Telemetry
View SourceThe Tinkex telemetry system provides session-scoped event capture and reporting to the Tinker backend. It automatically tracks HTTP requests, queue state changes, exceptions, and custom application events with built-in batching, retries, and graceful shutdown semantics.
ServiceClient, TrainingClient, and SamplingClient wrap public entrypoints with the telemetry capture layer, so unhandled exceptions are logged automatically and fatal paths emit session-end events without additional instrumentation.
Overview
Tinkex telemetry consists of two main components:
- Telemetry.Reporter - A GenServer that batches events and ships them to
/api/v1/telemetry - Telemetry.Capture - Macros for capturing exceptions in synchronous and async code
Key features:
- Automatic session lifecycle tracking (SESSION_START, SESSION_END)
- Batched event delivery (up to 100 events per request)
- Exponential backoff retry logic (up to 3 retries)

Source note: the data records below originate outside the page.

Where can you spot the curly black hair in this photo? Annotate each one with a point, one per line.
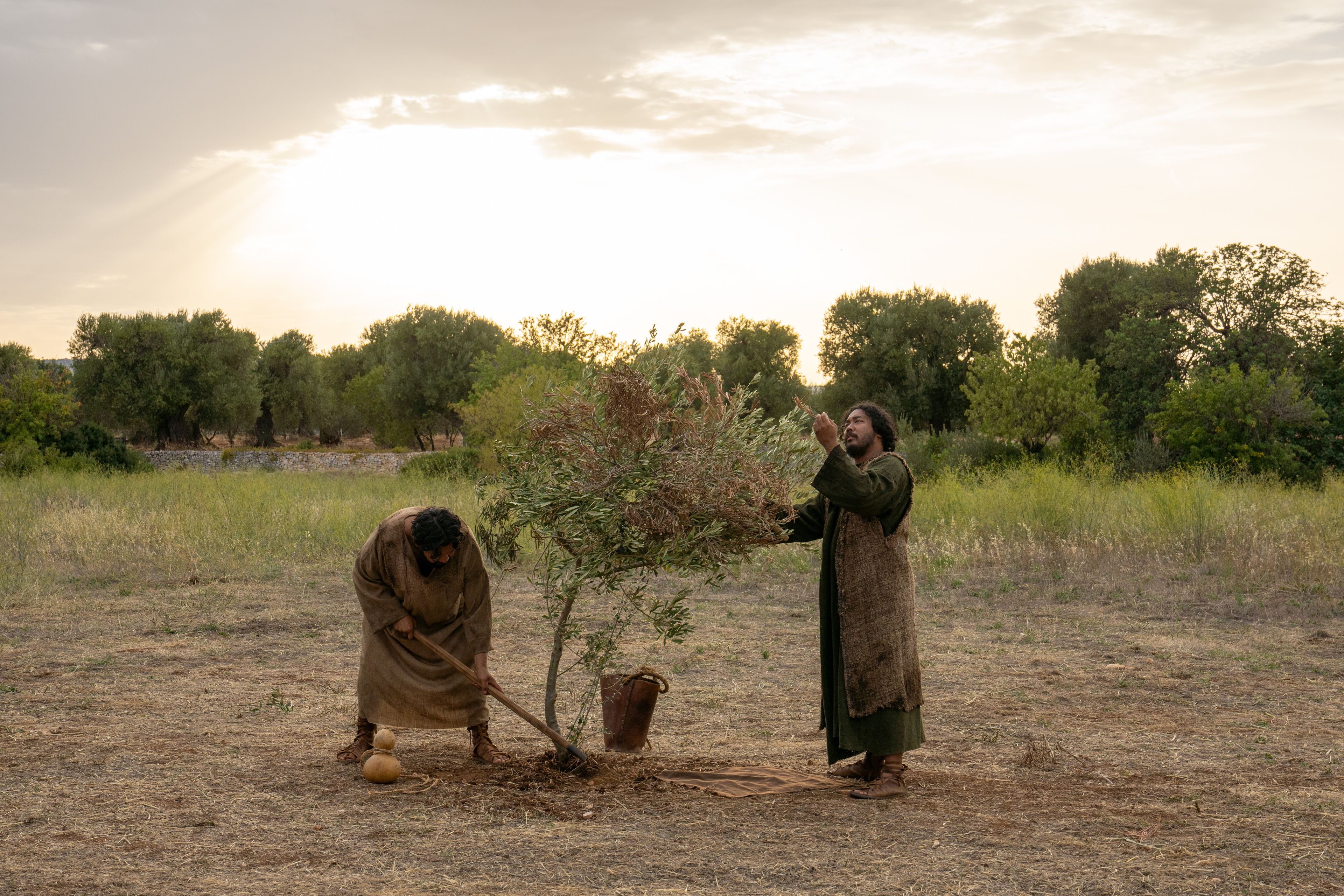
(436, 527)
(882, 424)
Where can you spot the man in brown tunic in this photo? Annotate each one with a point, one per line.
(421, 572)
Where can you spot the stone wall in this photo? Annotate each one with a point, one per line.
(287, 461)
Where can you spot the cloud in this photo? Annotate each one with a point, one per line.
(499, 93)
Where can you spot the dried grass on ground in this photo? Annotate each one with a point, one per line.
(1116, 716)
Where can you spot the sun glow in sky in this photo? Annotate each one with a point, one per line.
(644, 173)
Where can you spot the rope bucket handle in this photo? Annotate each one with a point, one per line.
(647, 673)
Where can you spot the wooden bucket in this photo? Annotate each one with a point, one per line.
(628, 708)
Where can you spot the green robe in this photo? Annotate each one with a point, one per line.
(881, 491)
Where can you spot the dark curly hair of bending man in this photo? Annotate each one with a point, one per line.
(436, 527)
(882, 424)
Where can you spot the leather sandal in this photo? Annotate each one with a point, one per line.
(861, 770)
(484, 749)
(889, 785)
(363, 743)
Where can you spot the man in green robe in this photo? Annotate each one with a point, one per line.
(870, 664)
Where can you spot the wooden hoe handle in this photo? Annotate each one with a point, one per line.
(499, 695)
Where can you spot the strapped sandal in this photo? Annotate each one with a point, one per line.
(861, 770)
(484, 749)
(890, 785)
(363, 743)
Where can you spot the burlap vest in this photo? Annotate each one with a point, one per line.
(877, 592)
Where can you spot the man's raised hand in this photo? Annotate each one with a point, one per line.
(827, 432)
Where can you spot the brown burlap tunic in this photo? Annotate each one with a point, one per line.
(401, 683)
(870, 665)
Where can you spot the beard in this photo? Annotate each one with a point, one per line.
(859, 448)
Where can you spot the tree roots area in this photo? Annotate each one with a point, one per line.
(1100, 731)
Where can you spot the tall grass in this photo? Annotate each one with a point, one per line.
(1041, 512)
(171, 526)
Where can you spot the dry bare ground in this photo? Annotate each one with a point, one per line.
(1099, 731)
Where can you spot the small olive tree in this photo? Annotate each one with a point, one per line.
(635, 472)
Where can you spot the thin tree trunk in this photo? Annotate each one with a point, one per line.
(557, 652)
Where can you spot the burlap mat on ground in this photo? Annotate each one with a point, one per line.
(755, 781)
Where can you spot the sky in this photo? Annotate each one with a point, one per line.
(324, 164)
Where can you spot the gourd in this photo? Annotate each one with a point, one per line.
(382, 768)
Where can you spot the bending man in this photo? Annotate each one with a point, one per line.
(870, 665)
(421, 572)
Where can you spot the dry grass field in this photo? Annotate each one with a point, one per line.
(1105, 715)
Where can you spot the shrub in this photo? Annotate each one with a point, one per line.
(1252, 422)
(1030, 397)
(100, 447)
(495, 421)
(932, 455)
(21, 457)
(452, 464)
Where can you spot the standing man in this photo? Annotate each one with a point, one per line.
(870, 665)
(421, 572)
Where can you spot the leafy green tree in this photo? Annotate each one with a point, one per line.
(1253, 422)
(291, 387)
(94, 447)
(35, 401)
(638, 472)
(496, 420)
(338, 417)
(909, 351)
(1030, 396)
(560, 344)
(1136, 365)
(1324, 382)
(368, 396)
(166, 377)
(1257, 307)
(427, 358)
(1092, 301)
(747, 350)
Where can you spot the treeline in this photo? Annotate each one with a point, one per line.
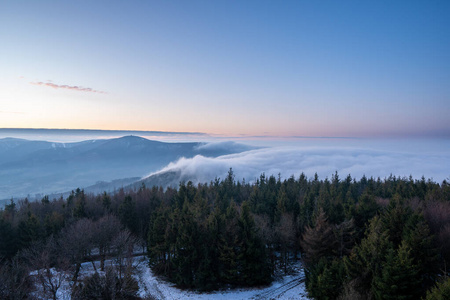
(367, 238)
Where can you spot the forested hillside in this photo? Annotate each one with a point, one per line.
(360, 239)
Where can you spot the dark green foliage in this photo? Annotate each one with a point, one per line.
(399, 277)
(356, 237)
(441, 291)
(325, 279)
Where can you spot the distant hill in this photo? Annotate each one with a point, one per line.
(35, 168)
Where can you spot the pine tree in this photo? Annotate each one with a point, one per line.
(399, 278)
(318, 241)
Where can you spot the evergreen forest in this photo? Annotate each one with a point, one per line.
(366, 238)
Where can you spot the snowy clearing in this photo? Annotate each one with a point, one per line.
(288, 287)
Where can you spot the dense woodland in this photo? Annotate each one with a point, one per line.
(357, 239)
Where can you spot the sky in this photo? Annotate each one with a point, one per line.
(228, 68)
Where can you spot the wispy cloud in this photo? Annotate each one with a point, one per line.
(324, 161)
(67, 87)
(11, 112)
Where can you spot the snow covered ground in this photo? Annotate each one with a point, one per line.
(288, 287)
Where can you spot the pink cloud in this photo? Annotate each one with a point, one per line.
(68, 87)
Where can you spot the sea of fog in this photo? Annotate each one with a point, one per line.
(372, 157)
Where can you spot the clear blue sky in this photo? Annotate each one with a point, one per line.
(280, 68)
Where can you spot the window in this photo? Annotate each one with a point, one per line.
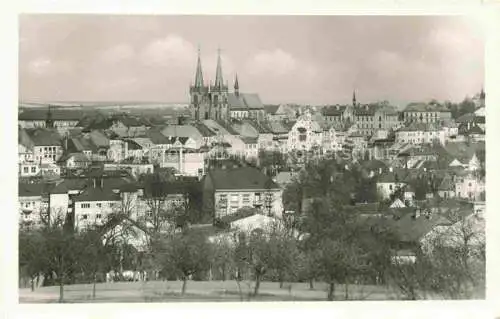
(223, 201)
(246, 199)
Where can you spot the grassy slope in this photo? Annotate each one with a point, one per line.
(163, 291)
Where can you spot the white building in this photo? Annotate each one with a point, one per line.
(305, 134)
(421, 133)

- Periodic and threshold-based flushing
- Wait-until-drained semantics for graceful shutdown
- Environment-based enable/disable (TINKER_TELEMETRY)
Event Types
The telemetry reporter captures several event types:
- SESSION_START - Emitted when the reporter starts
- SESSION_END - Emitted during graceful shutdown
- GENERIC_EVENT - Custom application events with arbitrary data
- UNHANDLED_EXCEPTION - Captured exceptions with stacktraces
- HTTP telemetry - Automatic capture of
[:tinkex, :http, :request, :*]events - Queue telemetry - Automatic capture of
[:tinkex, :queue, :state_change]events Future telemetry - Automatic capture of
[:tinkex, :future, :timeout | :api_error | :connection_error | :request_failed | :validation_error]events withrequest_id,request_type,status, and elapsed time metadata
Setting Up the Reporter
The reporter is typically started automatically by ServiceClient, but you can start it manually:
config = Tinkex.Config.new(api_key: System.fetch_env!("TINKER_API_KEY"))
{:ok, reporter} =
Tinkex.Telemetry.Reporter.start_link(
config: config,
session_id: "session-123",
flush_interval_ms: 10_000, # Flush every 10 seconds
flush_threshold: 100, # Flush when queue reaches 100 events
http_timeout_ms: 5_000, # HTTP request timeout
max_retries: 3, # Retry failed sends up to 3 times
retry_base_delay_ms: 1_000 # Base delay for exponential backoff
)Configuration Options
| Option | Default | Description |
|---|---|---|
:config | required | Tinkex.Config.t() with API credentials |
:session_id | required | Tinker session identifier |
:handler_id | auto-generated | Telemetry handler ID |
:events | HTTP + queue | List of telemetry events to capture |
:attach_events? | true | Whether to attach telemetry handlers |
:flush_interval_ms | 10_000 | Periodic flush interval (10 seconds) |
:flush_threshold | 100 | Flush when queue reaches this size |
:flush_timeout_ms | 30_000 | Max wait time for drain operations |
:http_timeout_ms | 5_000 | HTTP request timeout |
:max_retries | 3 | Max retries per batch |
:retry_base_delay_ms | 1_000 | Base delay for exponential backoff |
:max_queue_size | 10_000 | Drop events beyond this size |
:max_batch_size | 100 | Events per POST request |
:enabled | from env | Override TINKER_TELEMETRY env flag |
Logging Custom Events
Use Reporter.log/4 to emit generic application events:
# Basic event
Reporter.log(reporter, "user.action", %{"button" => "submit"})
# With severity level
Reporter.log(reporter, "cache.miss", %{"key" => "user:123"}, :warning)
# Multiple data fields
Reporter.log(reporter, "request.processed", %{
"duration_ms" => 250,
"cache_hit" => true,
"user_id" => 42
}, :info)Severity Levels
Supported severity levels (atoms or strings):
:debug/"DEBUG":info/"INFO":warning/"WARNING":error/"ERROR":critical/"CRITICAL"
Capturing Exceptions
Non-Fatal Exceptions
Use log_exception/3 to capture exceptions without blocking:
try do
risky_operation()
rescue
exception ->
Reporter.log_exception(reporter, exception, :error)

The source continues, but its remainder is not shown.